Mer 2 Aoû - 12:59
La Brume s’étendait à un empan du Patrouilleur. Elle dardait vers lui des fumerolles qui l’invitaient à entrer, fragiles et avides tentacules. La présence au sein de l’esprit de Ryker s’agitait, fébrile de frayer à nouveau parmi les siens. Ce dernier se tenait droit, la main serrée sur la garde de son épée courte. Sa gorge était sèche, comme à chaque fois qu’il devait entrer dans les méandres du dangereux brouillard. Il risqua un regarda arrière, la route qui le séparait du village était longue à présent et il ne pouvait pas reculer. Des vies étaient en jeux, il était le seul espoir des perdus. Pauvres imprudents qui peinait à comprendre les dangers de cette fange miasmatique.
Un cercle vicieux et ineffable : les jeunes ne comprenaient pas les craintes des anciens. Ils passaient leur vie à remettre en question leurs peurs pour, à la fin, en devenir l’incarnation. Il était passé par là, il l’avait payé au prix cher d’un sombre parasite qui grignotait sa santé mentale jour après jour. Un ver malveillant qui lui conférait des dons impotents. Ryker tendit un doigt vers ceux translucides du brouillard maudit. Les entrelacs de fumée se nouèrent sa main, l’enrobèrent et il sentit une légère traction. Elle l’invitait à entrer, à ne faire plus qu’un avec elle. Il rompit le contact et avec elle la puissance hypnotique de son hôte. Elle ne demandait que ça, franchir le pas : céder.
Mais le Patrouilleur ne pouvait flancher. Ni maintenant, ni jamais. Il y avait au sein de cette putride brume un être en danger et il était de son devoir de le secourir. Au nom de la Guilde, en son propre nom. Il expira, vérifia une nouvelle fois tout son attirail. La Brume était la plupart du temps indifférente à sa présence, et sa nature contaminée faisait de lui plus un enfant du pays qu’autre chose. Pourtant, la fraction humaine de son esprit ne pouvait s’empêcher de trembler au souvenir de ce qu’elle lui avait infligé, avant de le marquer par sa Nebula. Il perçut un rire sinistre, niché dans sa psyché. Lestat se gaussait, encore et toujours, de ses peurs et errances.

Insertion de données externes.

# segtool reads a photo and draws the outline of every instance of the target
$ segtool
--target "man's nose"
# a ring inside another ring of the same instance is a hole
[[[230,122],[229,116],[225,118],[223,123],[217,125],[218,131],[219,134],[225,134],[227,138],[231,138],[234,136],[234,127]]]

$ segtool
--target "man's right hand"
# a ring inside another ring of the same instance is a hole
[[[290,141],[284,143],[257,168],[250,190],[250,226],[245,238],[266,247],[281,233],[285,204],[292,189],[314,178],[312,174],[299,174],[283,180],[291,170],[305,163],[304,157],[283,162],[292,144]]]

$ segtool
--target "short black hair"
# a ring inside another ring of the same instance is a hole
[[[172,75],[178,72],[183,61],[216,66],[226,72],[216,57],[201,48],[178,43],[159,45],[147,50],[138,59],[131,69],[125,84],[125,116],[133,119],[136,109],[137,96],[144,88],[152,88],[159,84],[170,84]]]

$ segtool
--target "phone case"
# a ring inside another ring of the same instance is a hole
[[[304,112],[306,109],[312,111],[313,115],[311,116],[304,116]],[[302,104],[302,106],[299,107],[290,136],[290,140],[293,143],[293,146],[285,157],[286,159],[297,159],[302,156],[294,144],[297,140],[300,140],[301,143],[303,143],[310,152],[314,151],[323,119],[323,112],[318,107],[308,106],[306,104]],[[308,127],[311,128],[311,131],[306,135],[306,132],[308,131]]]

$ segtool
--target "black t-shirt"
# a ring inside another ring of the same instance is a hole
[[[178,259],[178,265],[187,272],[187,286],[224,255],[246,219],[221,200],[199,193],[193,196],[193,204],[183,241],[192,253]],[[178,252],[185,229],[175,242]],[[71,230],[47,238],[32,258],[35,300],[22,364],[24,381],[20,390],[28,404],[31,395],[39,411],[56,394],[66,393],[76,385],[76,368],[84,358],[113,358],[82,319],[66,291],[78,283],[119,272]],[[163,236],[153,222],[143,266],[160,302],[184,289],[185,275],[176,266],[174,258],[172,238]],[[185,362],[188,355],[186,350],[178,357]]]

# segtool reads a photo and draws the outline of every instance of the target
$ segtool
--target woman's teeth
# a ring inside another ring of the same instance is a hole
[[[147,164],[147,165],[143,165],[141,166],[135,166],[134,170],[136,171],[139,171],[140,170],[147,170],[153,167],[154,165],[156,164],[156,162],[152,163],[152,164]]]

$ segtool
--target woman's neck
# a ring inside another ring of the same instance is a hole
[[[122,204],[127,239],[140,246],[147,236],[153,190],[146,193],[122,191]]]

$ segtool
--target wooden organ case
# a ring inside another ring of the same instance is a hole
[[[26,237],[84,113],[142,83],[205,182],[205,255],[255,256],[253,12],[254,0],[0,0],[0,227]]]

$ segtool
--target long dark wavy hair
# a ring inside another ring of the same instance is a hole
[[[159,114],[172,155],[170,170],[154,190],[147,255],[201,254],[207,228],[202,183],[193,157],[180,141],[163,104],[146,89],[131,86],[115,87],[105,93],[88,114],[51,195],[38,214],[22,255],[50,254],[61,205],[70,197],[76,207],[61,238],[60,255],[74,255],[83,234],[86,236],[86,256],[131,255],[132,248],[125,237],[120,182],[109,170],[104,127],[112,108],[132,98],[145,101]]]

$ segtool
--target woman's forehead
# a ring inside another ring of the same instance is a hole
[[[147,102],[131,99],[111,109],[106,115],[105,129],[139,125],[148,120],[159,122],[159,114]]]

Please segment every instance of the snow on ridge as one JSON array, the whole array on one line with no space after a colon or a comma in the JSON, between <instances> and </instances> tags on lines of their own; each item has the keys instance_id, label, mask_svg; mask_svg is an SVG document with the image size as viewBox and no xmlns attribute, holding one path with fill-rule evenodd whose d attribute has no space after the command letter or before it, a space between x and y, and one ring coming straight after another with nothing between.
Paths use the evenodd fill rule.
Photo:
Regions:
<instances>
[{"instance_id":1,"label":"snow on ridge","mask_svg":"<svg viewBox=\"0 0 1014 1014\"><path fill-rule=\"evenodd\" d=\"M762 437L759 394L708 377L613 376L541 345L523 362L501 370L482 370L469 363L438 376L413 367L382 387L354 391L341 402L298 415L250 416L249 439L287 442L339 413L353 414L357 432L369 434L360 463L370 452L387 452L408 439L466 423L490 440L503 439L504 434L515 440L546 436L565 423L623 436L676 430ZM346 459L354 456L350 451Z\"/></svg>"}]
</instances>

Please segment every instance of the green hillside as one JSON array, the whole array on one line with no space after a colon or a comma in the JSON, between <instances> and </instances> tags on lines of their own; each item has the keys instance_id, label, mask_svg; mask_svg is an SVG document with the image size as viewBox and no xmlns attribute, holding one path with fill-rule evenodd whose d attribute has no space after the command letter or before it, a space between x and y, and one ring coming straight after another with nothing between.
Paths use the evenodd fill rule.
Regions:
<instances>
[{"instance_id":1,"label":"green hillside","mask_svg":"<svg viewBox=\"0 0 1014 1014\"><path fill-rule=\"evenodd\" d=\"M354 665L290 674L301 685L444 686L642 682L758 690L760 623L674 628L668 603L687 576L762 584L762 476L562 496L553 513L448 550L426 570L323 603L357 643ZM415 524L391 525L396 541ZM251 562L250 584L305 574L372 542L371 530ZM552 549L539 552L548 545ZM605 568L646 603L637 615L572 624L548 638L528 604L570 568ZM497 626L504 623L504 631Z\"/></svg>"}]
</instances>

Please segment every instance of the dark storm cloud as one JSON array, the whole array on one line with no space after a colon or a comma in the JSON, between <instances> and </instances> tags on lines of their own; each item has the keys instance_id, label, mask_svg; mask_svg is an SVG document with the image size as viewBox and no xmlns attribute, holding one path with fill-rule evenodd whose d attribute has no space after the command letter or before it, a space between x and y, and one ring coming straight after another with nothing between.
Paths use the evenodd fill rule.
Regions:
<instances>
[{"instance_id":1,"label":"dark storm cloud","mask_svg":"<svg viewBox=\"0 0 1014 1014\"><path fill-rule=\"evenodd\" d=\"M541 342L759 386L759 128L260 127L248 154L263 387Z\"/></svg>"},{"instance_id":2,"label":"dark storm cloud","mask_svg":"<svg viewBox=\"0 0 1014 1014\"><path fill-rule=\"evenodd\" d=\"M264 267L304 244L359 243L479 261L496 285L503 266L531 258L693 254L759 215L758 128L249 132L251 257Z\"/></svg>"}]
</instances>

- Je ne te crains pas, pourriture brumeuse. se murmura-t-il, avant de faire un pas et traverser le rideau qui le séparait de sa quête.
Ryker perçut plus qu’il ne vit les milliers de phalanges inquisitrices qui le palpèrent avant de se retirer et de le laisser arpenter les sentiers sans crainte. Le baiser de la Brume, comme il l’appelait, se faisait de plus en plus chaleureux. Il écarta d’un geste agacé les dernières fumerolles puis entreprit de poursuivre le sentier d’un pas inquisiteur. Il n’y avait pas beaucoup de chemins menant aux ruines jouxtant Andoria. L’adolescent qui s’était enfuit, s’il était encore vivant, ne pouvait qu’être passé par là. Il avait suivi sa piste et ses pas dans la boue, jusqu’à rejoindre cette portion de la route. Sa famille était plus qu’inquiète, ils ne comprenaient pas quelle mouche l’avait piquée. Mais Ryker, lui, ne le comprenait que trop bien. Que ce fut l’aventure, l’amour ou bien … la stupidité. Ou tout ça à la fois. Il ne savait qu’une chose : il devait retrouver quelqu’un ou quelque chose dans ces miasmes et il ne s’était pas préparé en conséquence. Pas un mot, pas un message. Juste de l’inquiétude et un manque cruel de sagesse.
Après plusieurs dizaines de minutes de marche et arrêts, le Patrouilleur s’agenouilla auprès d’un buisson. Il laissa glisser ses doigts sur la terre ce qui causa l’envolée d’une nuée d’Ailes de la Brume. Joli spectacle sur lequel il ne leva pas un œil. Il tenait entre ses doigts une bourse en cuir, éventrée. Déchirée. Un peu plus loin, la terre humide était striée de raies parallèles qui sillonnaient le chemin. Il avança de quelques pas. Des gouttes de sang. Fraîches. Et au loin, la flèche d’une église en ruine perçait la Brume. Il porta la main à son dos, dégaina son épée longue. Le Patrouilleur fit craquer sa nuque, son épaule gauche. Il expira, ferma les yeux pour étendre ses sens. Les chances de survie du gamin s’amenuisaient.